To grieve a lost friend

When Dr Elisabeth Kubler-Ross, PhD edificed her work in Death and Dying, she formulated five stages of grief. At the time, this piece was looking at common threads of grief in the terminally ill. The classical stages are Denial, followed by Anger, which is then supplanted by Bargaining. After that, Depression or Isolation. Finally, as these emotions run their course, the individual comes to an Acceptance. It would be important to note that these stages or this process is observable in typical and I’d say, developed presentations and have a cultural bias. Or as one of my favorite sages likes to say,   “Generally speaking…”

Kubler-Ross would later expand the grief and mourning process to all manner of our sad and traumatic milieu  It is how we make sense of the sense-less. A valve that releases perhaps grandly at first, but then fizzles down into a reparative process. When we don’t go through all the phases and get stuck in say, depression/isolation, we literally get stuck there. A bit like Dicken’s Miss Havisham. Stranded in place. When K-B expanded the scenarios of grief from terminal illness to divorce and substance abuse, career implosion and deeper relationships it’s easy to see the patterns. Even natural disasters can be felt remotely. We see it now in other types of disaster, mass shootings and horrific events to which there seems no resolution, a plane crash in the middle of the ocean, horrific acts of terrorism.

I know I felt it each and every one of the times I attempted sobriety. I could get stuck on any one of those rungs. Sometimes it felt like I was trying too hard. Like I was tugging at knots, getting nowhere, just making them tighter. A good spot for me to settle was in that depressed mentality of despair. Of course, to say everyone, every time experiences grief in a proscribed manner would be reckless.
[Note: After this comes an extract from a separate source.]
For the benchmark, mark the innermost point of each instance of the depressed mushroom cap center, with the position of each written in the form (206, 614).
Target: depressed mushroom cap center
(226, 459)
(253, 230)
Some people simply don’t grieve they way we see it on TV. Homicide detectives will tell you there is no pat response. But what I do find intriguing is where the stages are linked to substance abuse. I’ve been around enough addicts to note some validity to a “looping” of emotional expression. I see, too that some are more likely to bounce between Denial and Bargaining than working toward an acceptance. Look at twelve step logic.

While the steps are in a different order, you can see where AA expects an attitude of acceptance before the individual is, or has been through some of the cleansing the other stages afford. The reason I remark on this idea is that a friend is having a lot of trouble accepting this notion that he is not going to be able to drink again, either on a one-day-at-a-time basis are looking down the road into his sunset. After five months of abstinence, he’s all wrapped up in the anger/denial/isolation package. After he read a little about what grief and acceptance is with a more personal point of view, he’s been a little less depressed and his anger, not gone, but less irrational? As far as isolating, he really wants to talk about this. And communicating is always good.

Something this does for me is, now I have another little pause button I can press. Then I do a little checklist. Where it rubs me, I know I need more than a cliche’ response. Maybe I need to see the situation from another vantage, listen with a clearer head, look for understanding before offering criticism. Maybe the problem need real help, not prayers and platitudes. Either way, being able to see left and right, front and back, up and down keeps me out of my head and gives me another day to cherish.